If one takes that into consideration, it means Russia will not be able to count on a significant decline in death rates in the future. Instead, it may face an increase, especially if healthcare cannot keep up with the problems of an aging population and the possible spread of new diseases. That in turn may pull down life expectancies given that additional improvements in infant and child mortality, which have the greatest impact on death rates, appear unlikely, as those figures have become extremely low (Ach.gov.ru, 2020; Datatopics.worldbank.org, accessed August 16).

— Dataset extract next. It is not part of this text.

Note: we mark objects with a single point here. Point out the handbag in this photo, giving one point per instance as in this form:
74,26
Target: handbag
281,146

Many Russians see three other demographic trends as incredibly threatening. First, new census data shows that the only regions naturally growing in number are non-Russian ones. All predominantly ethnic Russian areas are declining; something that means the country is becoming ever less ethnically Russian (Capost.media, April 5, 2021). Second, relative to other countries, a large share of deaths in Russia are among its working-age males, hurting the economy and birth rates (Finanz.ru, February 16, 2021). Third, and certainly most immediately important to Putin, the number of men of prime draft age is falling rapidly. According to one estimate, maintaining the Russian army at its current size through 2032 will require Moscow to increase the share of men enlisted from the current rate of 6.31 percent to 8.01 percent down the road. While this could limit military options, it will beyond a doubt hit the economy, which will lack new workers unless migration increases radically. This is an unattractive option as far as many Russians are concerned (Versia.ru, February 22, 2021).
It is often wisely said that demography is destiny but only in the long term. In Russia’s case, that term may be far shorter than anyone might have expected.